農業相続人

 「農業相続人」とは、相続により農地等を取得し、相続税納税期限【※1】までに農業を開始し、その後もその農地で引き続き農業を営んでいくと認められた人のこと。


 「農業相続人」は、被相続人からその所有農地を相続した場合、「農地の農業投資価格【※2】」で評価した価額を超える部分に対応した相続税額の納税を猶予される、という特例を受けられます。


 ただし、三大都市圏の特定市における市街化区域内農地の場合、納税猶予の適用を受けられるのは専ら生産緑地に限られます。(令和6年4月現在での税制取扱い)


 相続税の納税猶予特例を受けた「農業相続人」が、その後 終身営農継続するなど一定の要件を満たすと、その納税猶予されていた相続税は免除されます。


 ( 特定市以外における市街化区域内農地の場合、営農継続20年で免除。(令和6年4月現在) )


 【※1】被相続人が亡くなったことを知った日の翌日から10か月以内
 【※2】農地が恒久的に農業の用に供されるとした場合での農業収入に見合った農地価格




 しかしながら、「農地相続税の納税猶予特例」の適用を受けた「農業相続人」が、その後においてその相続農地の一定割合部分について転用したり、耕作放棄したり、他者へ売買・贈与・貸付け等をしてしまうと、


原則として納税猶予特例の適用が解除(猶予期限が確定)され、利子税とともにその納税猶予額分を納付する必要が生じます。

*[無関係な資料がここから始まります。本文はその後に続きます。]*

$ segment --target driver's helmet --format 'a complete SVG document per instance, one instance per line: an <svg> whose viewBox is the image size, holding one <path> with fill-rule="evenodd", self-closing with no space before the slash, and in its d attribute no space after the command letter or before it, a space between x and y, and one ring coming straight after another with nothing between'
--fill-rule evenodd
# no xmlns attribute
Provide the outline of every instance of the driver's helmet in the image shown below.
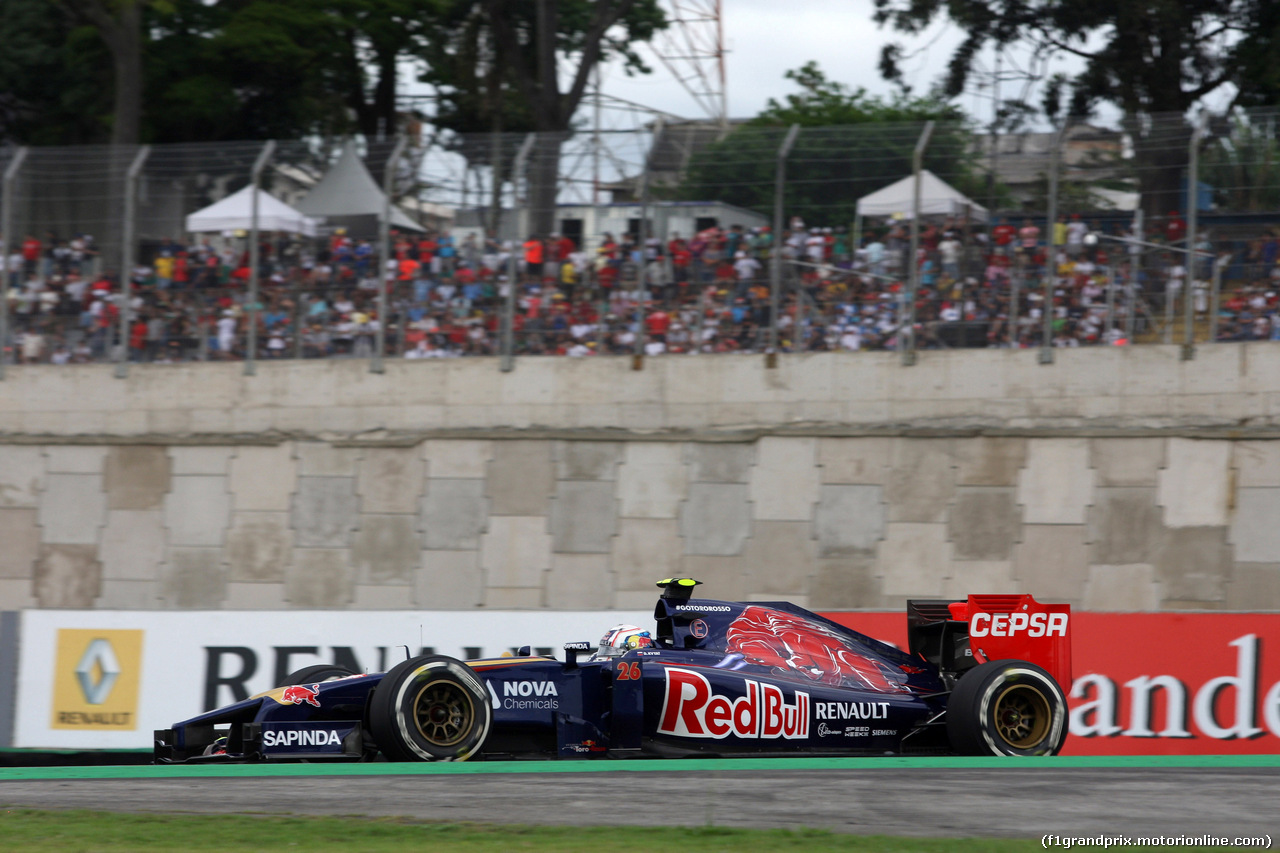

 ただ、納税猶予特例の適用を受けている(市街化区域外農地の)相続人が「農地バンク」に対して相続農地を預け「農地バンク」がその地域の担い手農家へ貸付け(「特定貸付け」)した場合等に限っては、


(農業相続人本人による営農継続要件は失われるものの)納税猶予特例の適用解除事由とはならず、相続税の納税猶予特例がそのまま継続されることとなります。(令和6年4月現在)


 ※ なお、その場合「特定貸付け」した旨の「届出書」を、貸付けした日から2か月以内に税務署あて提出する必要があります。

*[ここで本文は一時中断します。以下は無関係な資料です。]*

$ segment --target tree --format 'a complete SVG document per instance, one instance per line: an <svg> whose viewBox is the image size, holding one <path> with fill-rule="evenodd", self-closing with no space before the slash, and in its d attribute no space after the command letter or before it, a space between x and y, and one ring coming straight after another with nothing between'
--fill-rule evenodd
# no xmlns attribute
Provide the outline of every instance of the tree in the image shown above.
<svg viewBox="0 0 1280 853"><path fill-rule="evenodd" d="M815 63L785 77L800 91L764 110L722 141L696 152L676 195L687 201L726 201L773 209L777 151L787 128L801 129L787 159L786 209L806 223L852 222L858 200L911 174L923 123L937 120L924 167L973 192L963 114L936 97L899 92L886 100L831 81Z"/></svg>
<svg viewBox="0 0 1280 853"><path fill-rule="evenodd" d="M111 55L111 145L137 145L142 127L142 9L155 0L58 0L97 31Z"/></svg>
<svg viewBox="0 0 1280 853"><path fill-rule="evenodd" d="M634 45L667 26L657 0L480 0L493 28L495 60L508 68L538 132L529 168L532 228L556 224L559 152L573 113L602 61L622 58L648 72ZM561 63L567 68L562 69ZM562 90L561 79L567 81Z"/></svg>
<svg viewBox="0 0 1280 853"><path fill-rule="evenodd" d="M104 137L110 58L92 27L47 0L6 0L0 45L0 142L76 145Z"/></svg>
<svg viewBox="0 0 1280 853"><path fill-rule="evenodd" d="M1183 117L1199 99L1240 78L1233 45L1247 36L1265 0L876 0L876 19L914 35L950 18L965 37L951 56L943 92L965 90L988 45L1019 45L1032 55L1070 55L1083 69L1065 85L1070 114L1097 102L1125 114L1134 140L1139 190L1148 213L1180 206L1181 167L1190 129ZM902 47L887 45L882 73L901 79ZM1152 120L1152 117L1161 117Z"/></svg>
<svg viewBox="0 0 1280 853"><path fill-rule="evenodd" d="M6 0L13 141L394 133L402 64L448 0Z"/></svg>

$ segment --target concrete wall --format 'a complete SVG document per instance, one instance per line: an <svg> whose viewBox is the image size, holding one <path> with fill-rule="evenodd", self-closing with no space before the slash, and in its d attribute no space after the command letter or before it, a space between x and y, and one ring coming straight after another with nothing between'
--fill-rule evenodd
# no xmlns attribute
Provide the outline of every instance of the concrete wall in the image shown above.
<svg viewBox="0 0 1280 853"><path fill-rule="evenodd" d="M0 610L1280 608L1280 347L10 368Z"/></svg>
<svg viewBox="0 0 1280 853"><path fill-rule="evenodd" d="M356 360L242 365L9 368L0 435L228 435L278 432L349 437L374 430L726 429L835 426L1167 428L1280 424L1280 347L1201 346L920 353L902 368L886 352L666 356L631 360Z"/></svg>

 また、それ以降においても、納税猶予特例の適用を継続したい場合には、3年ごとに「継続届出書」を税務署あて提出することが求められます。




 また、農業者がその後継者に「農地の生前一括贈与」をした際に一定の要件のもとに認められる「農地贈与税の納税猶予特例」制度というものも存在しており、「農地相続税の納税猶予特例」の場合と同様の特例適用解除事由(猶予期限の確定事由)があります。

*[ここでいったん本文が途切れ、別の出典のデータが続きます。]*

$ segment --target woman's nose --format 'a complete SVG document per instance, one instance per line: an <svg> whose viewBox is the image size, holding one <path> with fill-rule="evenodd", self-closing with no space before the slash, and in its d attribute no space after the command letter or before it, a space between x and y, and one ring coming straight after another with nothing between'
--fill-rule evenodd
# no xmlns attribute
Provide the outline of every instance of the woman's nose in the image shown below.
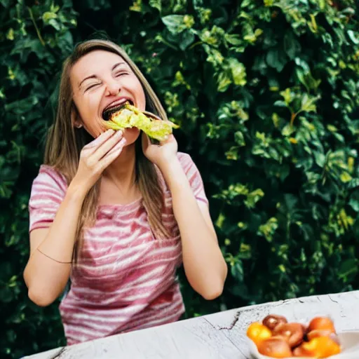
<svg viewBox="0 0 359 359"><path fill-rule="evenodd" d="M114 96L117 95L121 91L120 84L114 81L108 82L106 86L105 95L107 96Z"/></svg>

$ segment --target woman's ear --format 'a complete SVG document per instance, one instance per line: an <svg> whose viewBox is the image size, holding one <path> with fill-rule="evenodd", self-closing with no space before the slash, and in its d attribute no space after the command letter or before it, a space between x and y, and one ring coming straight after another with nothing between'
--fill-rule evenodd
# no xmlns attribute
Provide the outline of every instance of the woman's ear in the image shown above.
<svg viewBox="0 0 359 359"><path fill-rule="evenodd" d="M76 128L81 128L83 126L77 109L74 106L71 109L71 123Z"/></svg>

 農地相続税務に関すること、例えば「農地相続税・農地贈与税の納税猶予制度」「営農困難時貸付け制度」に関すること。「贈与税の相続時精算課税制度」と「小規模宅地等の特例制度」とは同時に両方は適用できないこと (令和6年4月現在) など。


 こうしたことについて、その詳細な税務取扱いにもし関心をお持ちの方がいらっしゃいましたら、農地相続に明るい税理士の方へのご相談をお勧めします。


 ただ、そもそも相続時に相続税が課税されるほどの多大な資産をお持ちの農業者(農地所有者)の方というのは、比較的少数派であるかもしれません。